While looking for some new music on iTunes yesterday, I happ'd upon a series of language learning podcasts that happen to be free. Now, I imagine that there are about a million of these out there for Modern, Conversational Hebrew, but I thought I'd give this one a go, and it turns out to be incredibly well produced and very easy to listen to. There's a website, which I imagine can direct you to the iTunes, over at LearnHebrewPod.com.
I managed to get out and about today, grabbing some groceries, through the goods in the crockpot (I'm making Crockpot Creamy Italian Chicken, and boy does it smell good), head back out to Crate and Barrel where I grabbed a pepper grinder and a brand new shiny grapefruit-eating device. I have to say thanks to Kosher Academic for giving me my first taste of grapefruit at last week's shabbat lunch. I then went to the bookstore to see if there were any good Pesach books, and happened to pick up two copies of the Passover Haggadah with comments by Elie Wiesel, because well, it was on sale!! So it was a good day of getting out and doing things, darn't.

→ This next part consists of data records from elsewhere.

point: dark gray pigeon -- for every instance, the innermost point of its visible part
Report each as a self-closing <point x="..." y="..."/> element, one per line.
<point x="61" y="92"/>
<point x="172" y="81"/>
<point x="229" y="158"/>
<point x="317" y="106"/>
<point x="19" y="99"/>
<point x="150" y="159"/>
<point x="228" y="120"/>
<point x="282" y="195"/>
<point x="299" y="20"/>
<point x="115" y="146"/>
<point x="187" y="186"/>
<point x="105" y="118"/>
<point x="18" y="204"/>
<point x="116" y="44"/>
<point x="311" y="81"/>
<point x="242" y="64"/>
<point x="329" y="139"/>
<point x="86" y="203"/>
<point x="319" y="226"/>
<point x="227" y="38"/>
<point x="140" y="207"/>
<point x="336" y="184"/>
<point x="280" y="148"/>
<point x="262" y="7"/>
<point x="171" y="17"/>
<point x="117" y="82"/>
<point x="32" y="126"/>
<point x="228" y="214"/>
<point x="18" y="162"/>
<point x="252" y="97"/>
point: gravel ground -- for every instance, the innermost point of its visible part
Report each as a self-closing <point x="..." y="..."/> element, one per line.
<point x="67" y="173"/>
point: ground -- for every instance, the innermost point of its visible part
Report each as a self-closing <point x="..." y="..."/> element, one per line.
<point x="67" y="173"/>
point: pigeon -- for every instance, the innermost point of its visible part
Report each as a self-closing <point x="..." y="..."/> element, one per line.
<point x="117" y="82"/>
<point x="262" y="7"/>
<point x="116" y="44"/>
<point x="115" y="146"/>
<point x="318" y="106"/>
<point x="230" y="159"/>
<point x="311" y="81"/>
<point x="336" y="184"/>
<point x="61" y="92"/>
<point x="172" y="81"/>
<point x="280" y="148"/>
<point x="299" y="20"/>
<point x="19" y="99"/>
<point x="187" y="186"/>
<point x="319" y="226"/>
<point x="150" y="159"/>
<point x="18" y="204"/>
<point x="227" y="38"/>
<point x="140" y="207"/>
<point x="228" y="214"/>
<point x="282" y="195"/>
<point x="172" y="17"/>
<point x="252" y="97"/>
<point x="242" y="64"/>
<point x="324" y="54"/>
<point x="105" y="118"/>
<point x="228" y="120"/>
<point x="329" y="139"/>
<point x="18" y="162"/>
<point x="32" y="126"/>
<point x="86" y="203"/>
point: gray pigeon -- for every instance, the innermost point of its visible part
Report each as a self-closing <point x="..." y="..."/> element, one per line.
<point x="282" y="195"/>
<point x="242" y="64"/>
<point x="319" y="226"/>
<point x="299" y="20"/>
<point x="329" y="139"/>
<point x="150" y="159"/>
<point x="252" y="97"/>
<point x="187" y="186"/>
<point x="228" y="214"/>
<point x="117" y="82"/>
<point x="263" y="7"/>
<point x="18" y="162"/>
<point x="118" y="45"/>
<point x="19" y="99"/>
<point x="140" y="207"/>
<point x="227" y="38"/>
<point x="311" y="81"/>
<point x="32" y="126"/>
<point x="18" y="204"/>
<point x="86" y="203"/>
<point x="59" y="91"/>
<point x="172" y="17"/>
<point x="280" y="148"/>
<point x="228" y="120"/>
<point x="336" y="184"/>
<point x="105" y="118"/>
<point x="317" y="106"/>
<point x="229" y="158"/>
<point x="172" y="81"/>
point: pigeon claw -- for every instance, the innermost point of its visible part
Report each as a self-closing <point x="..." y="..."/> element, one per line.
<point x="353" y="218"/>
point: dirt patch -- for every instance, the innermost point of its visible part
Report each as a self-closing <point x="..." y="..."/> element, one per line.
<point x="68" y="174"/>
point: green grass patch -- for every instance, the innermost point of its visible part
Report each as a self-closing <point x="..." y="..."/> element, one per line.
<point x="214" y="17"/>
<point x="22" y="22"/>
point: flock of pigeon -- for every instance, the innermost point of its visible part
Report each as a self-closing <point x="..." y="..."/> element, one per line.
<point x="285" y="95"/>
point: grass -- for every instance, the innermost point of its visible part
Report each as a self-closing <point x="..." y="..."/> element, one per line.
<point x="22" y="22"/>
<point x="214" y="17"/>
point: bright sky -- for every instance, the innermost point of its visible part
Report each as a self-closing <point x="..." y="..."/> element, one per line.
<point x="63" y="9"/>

For the first time, today, though, while riding the Sheridan bus downtown and watching runners along the lakefront and the skyline of Chicago's downtown get closer and bigger, I realized that the moment I leave Chicago I will most certainly be devastated. Chicago is *the* perfect American city. I missed Denver desperately when I left several years ago, because I was the happiest I'd ever been when I was living there. I was eating healthier and was active and engaged in life in so many ways. But the way I feel about Denver and the way I feel about Chicago are very different, and I know that when I'm done with school I intend to move to either of these cities. Chicago, though, holds this special, unmovable place in my heart. Everything is so close, almost scrunched, there are areas of town that are so jampacked with people and stores it almost looks dirty, but it's just the way a blue-collar city was meant to look. There are bars and little joints selling burgers and dogs on every corner. Cars are unnecessary and the lake is right there. People go out, they do things, and without their cars. It's a moving city that rarely ever sleeps, but not in the same manner as a place like New York. The people here are -- for the most part -- friendly, working people who know what it means to earn and lose a buck. Yes, it's gentrifying like every other city in the U.S., but it will never lose it's classic roots that define it as a rough-and-tumble town where people work to get by, where people stop in after work for a beer, and it's easier than you'd think to become a regular just about anywhere.
So there we are. On that note, I can say that I also realized today that I am happier right now, in this very moment, than I have been in quite some time. I feel good about where I'm going, and I feel good about where I am right now. I have a solid group of friends, including several who I can talk to about the most personal, emotionally devastating events in my life. I'm excited about what I will be doing with my life, and I feel like there are big, big things in store for me. I feel like I'm on my feet. I feel like there is nothing that will keep me down, and that I am growing evermore every day in my Judaism and identity of the self. I feel like I'm doing really well with my blogging, and that, if anything, maybe I'm helping someone out there in some way. Basically, folks, I feel good. And it feels so, so good.